- Research
- Open access
- Published:
Vascular endothelial growth factor in hypersensitivity pneumonitis and connective tissue disease-associated interstitial lung disease
The Egyptian Journal of Bronchology volume 18, Article number: 32 (2024)
Abstract
Background
A growing evidence on the role of vascular endothelial growth factor (VEGF) in the pathogenesis of interstitial lung diseases accumulated over the past decade; with the development of nintedanib for the treatment of fibrotic interstitial lung diseases, our aim was to quantify serum levels of VEGF in patients’ hypersensitivity pneumonitis (HP) and connective tissue disease-associated interstitial lung diseases (CTD-ILD) with an assessment of its relationship with functional status parameters and echocardiographic findings.
Methods
Spirometry, 6-min walking test, echocardiography, and serum VEGF levels were assessed in HP and CTD-ILD patients.
Results
The study included 31 HP patients, 30 CTD-ILD patients, and 29 control subjects. VEGF level was significantly higher in HP patients than in patients with CTD-ILD and control subjects. VEGF level showed positive correlation with 6-min walk distance and forced vital capacity percent predicted and inverse correlation with percent desaturation in 6-min walk test, dyspnea score, and echocardiographic findings in both groups.
Conclusion
Serum VEGF is higher in HP patients than in patients with CTD-ILD and control.
Introduction
Biomarkers are of great interest in interstitial lung diseases (ILD), as they can help in the diagnosis, the assessment of severity, and predicting the prognosis of the disease. They are simple, easier, and more rapid than invasive procedures for diagnosis. Vascular endothelial growth factor (VEGF) is a tyrosine kinase glycoprotein important in the regulation of endothelial function, capillary permeability, and angiogenesis, playing an important role in maintaining normal lung, angiogenesis of endothelial cells, and restoration of pulmonary circulation. Given that inflammation, abnormal angiogenesis, and altered fibrosis are involved in the pathogenesis of ILD, VEGF is believed to have a role [1]. Hypersensitivity pneumonitis (HP) showed an upregulation of alveolar epithelial apoptosis markers suggesting an important role for alveolar epithelial cell integrity in this disease [2]. Previous studies raised a question about the diagnostic utility of VEGF in HP as they found an elevated serum level in HP patients when compared with the control group [3, 4].
VEGF is believed to contribute in the progression of connective tissue disease-associated interstitial lung diseases (CTD-ILD), as it plays a dual role in encouraging and inhibiting pulmonary fibrosis.

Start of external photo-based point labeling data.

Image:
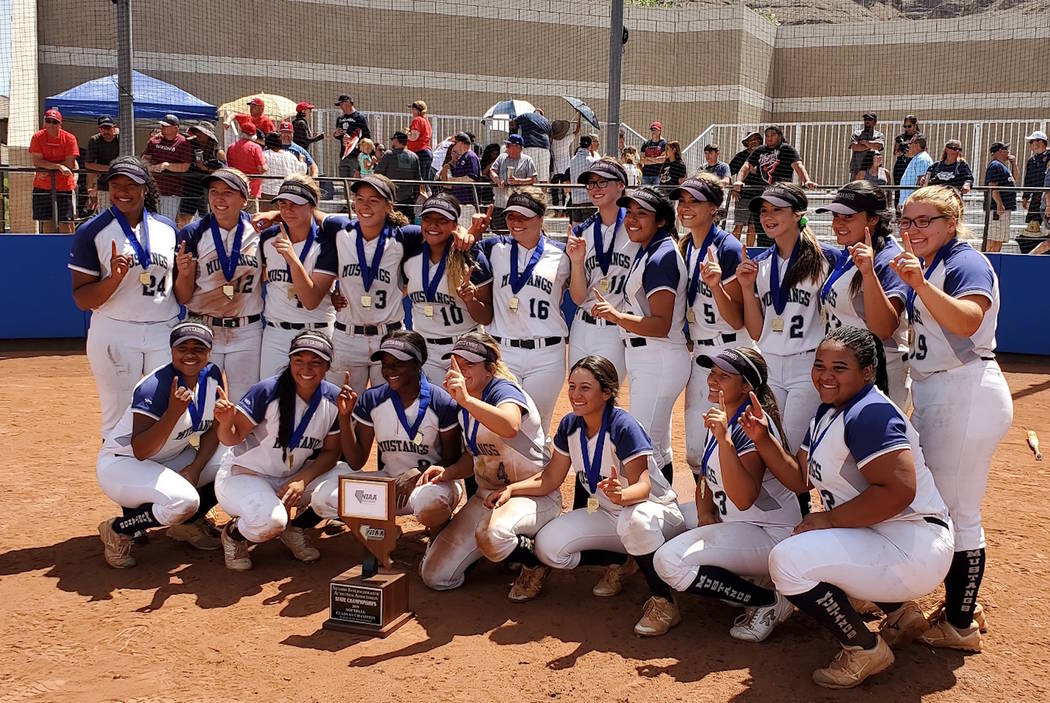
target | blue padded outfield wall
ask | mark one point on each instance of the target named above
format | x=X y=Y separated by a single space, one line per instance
x=37 y=302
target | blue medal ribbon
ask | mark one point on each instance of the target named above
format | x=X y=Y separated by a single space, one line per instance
x=593 y=469
x=141 y=248
x=370 y=271
x=518 y=280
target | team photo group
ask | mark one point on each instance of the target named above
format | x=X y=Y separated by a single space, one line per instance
x=247 y=362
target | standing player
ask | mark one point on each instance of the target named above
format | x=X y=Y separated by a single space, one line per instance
x=962 y=403
x=529 y=274
x=631 y=509
x=601 y=255
x=221 y=278
x=863 y=290
x=413 y=423
x=883 y=535
x=651 y=316
x=285 y=433
x=743 y=508
x=131 y=314
x=711 y=256
x=299 y=263
x=501 y=427
x=159 y=463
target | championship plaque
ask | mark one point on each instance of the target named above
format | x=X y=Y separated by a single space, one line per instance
x=369 y=599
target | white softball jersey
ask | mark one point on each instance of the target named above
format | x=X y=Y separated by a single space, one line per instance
x=500 y=462
x=402 y=452
x=625 y=440
x=145 y=294
x=841 y=442
x=281 y=303
x=536 y=310
x=258 y=451
x=240 y=295
x=150 y=399
x=437 y=311
x=961 y=271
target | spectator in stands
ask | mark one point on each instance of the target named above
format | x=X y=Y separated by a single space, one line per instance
x=951 y=170
x=1002 y=170
x=581 y=163
x=534 y=129
x=653 y=155
x=102 y=149
x=399 y=164
x=919 y=164
x=246 y=155
x=302 y=134
x=419 y=139
x=168 y=156
x=54 y=150
x=864 y=143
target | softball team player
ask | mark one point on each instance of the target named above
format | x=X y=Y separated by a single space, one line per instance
x=285 y=433
x=450 y=291
x=221 y=278
x=299 y=262
x=601 y=255
x=963 y=406
x=131 y=314
x=630 y=507
x=743 y=508
x=501 y=428
x=159 y=463
x=863 y=290
x=884 y=534
x=415 y=425
x=711 y=256
x=529 y=272
x=651 y=317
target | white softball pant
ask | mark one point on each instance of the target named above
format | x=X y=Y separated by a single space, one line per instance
x=791 y=381
x=130 y=483
x=657 y=374
x=637 y=529
x=431 y=504
x=476 y=531
x=121 y=354
x=888 y=562
x=962 y=414
x=542 y=375
x=601 y=339
x=252 y=498
x=741 y=548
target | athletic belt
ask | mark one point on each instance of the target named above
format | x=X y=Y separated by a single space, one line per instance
x=530 y=343
x=297 y=325
x=369 y=329
x=234 y=321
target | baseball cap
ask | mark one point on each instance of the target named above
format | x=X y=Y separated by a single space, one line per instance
x=441 y=206
x=190 y=331
x=378 y=184
x=733 y=362
x=470 y=349
x=779 y=197
x=400 y=348
x=296 y=192
x=312 y=340
x=604 y=169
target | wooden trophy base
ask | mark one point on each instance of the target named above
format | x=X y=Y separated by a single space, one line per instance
x=374 y=605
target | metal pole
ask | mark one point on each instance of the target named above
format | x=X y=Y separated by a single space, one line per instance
x=125 y=59
x=615 y=58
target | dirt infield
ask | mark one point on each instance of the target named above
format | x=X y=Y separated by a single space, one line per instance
x=180 y=626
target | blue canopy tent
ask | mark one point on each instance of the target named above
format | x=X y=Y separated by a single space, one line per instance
x=153 y=99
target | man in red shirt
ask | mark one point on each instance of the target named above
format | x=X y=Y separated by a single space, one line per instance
x=55 y=153
x=246 y=155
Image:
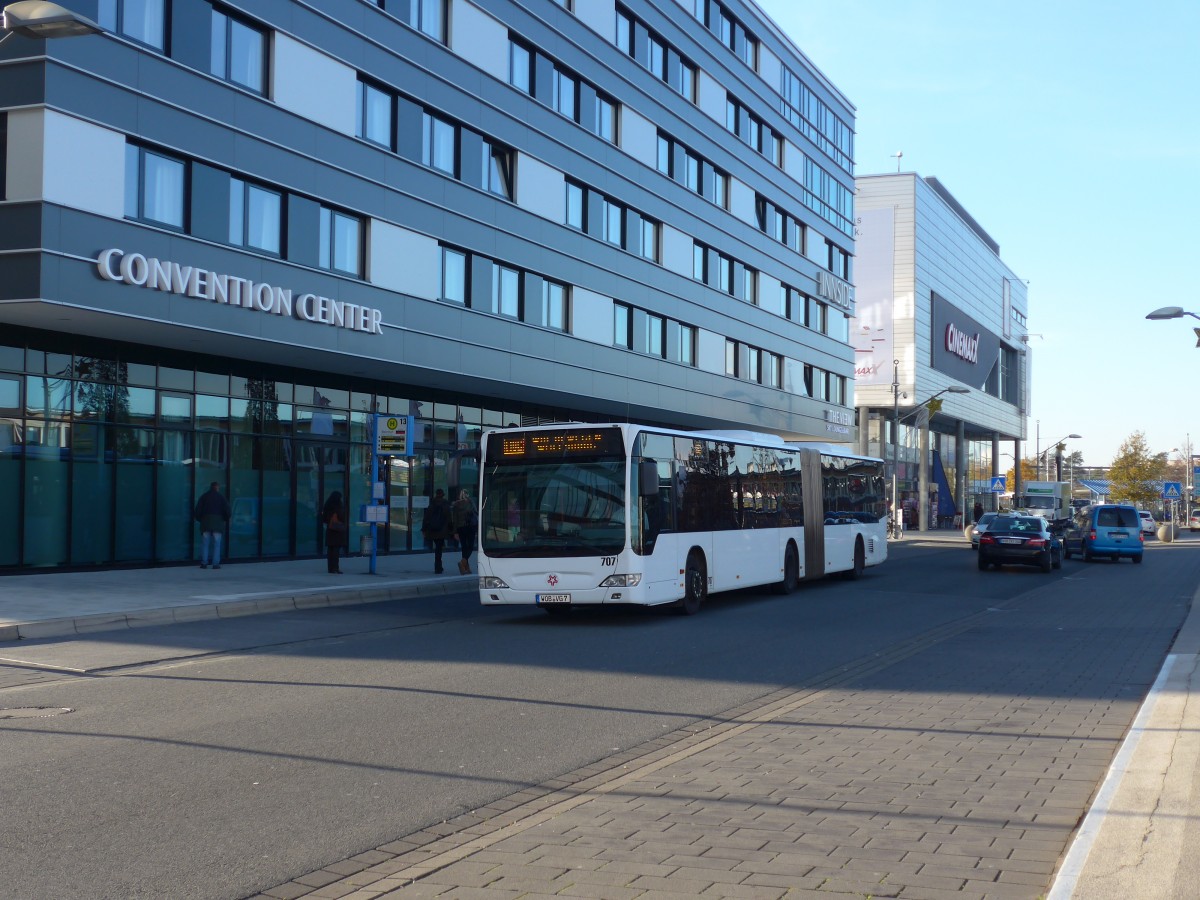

Also, VEGF subtype expression imbalance can contribute to the development of the disease, in which proliferation of endothelial cells and fibroblasts can be induced by VEGF [5]. Our aim was to compare serum VEGF level in HP and CTD-ILD patients in relation to control and to assess the relationship between serum level of VEGF, functional severity, and presence of pulmonary hypertension.
Methods
This prospective case control study was conducted from February 2023 and December 2023. The study was conducted in accordance with the Helsinki Declaration and was approved by the research ethics committee of our institute (No: N-144–2023). A written informed consent was obtained from all patients.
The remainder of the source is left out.